The appeal in the case of Harpur Trust (Appellant) v Brazel (Respondent)  concerned the calculation of annual leave and holiday pay entitlements for workers who work for varying hours during only certain weeks of the year but have a contract throughout that year. This would include zero-hour contracts.
The Respondent, Ms Brazel, was a music teacher at a school run by the Appellant, the Harpur Trust. Ms Brazel worked different hours each week and was only paid for the hours that she taught during term time. The Harpur Trust accepted that Ms Brazel was a “worker” who was entitled to 5.6 weeks of paid annual leave but they argued that a part–year worker’s leave must be pro–rated to account for weeks not worked whereas, Ms Brazel believed her holiday pay should by calculated using her average earnings over a 12-week period and not pro-rated.
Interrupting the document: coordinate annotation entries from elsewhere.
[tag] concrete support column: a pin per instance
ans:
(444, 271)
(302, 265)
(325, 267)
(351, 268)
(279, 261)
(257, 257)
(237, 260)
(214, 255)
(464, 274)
The Supreme Court concluded that, “European law does not prevent a state from making a more generous provision than the “conformity principle” would produce. The amount of leave to which a part–year worker under a permanent contract is entitled is therefore not required to be, and under domestic law must not be, pro–rated to be proportional to that of a full–time worker.”
This will have a significant impact on those who work part-year/term time only under a permanent contract and any other arrangement such as zero hours employees/workers or casual workers who have an umbrella contract arrangement in place when they are not working. It will make holiday pay much more expensive for employers who have this type of arrangement and is most likely to affect those in the education sector.
This has been a long-awaited decision and one of which employers will likely consider illogical. Given the extent of exposure afforded to this case, it will likely mean that part-time workers are alive to their entitlement to a full-time holiday allowance and therefore, employers will need to ensure that they deal with any issues carefully and with sensitivity.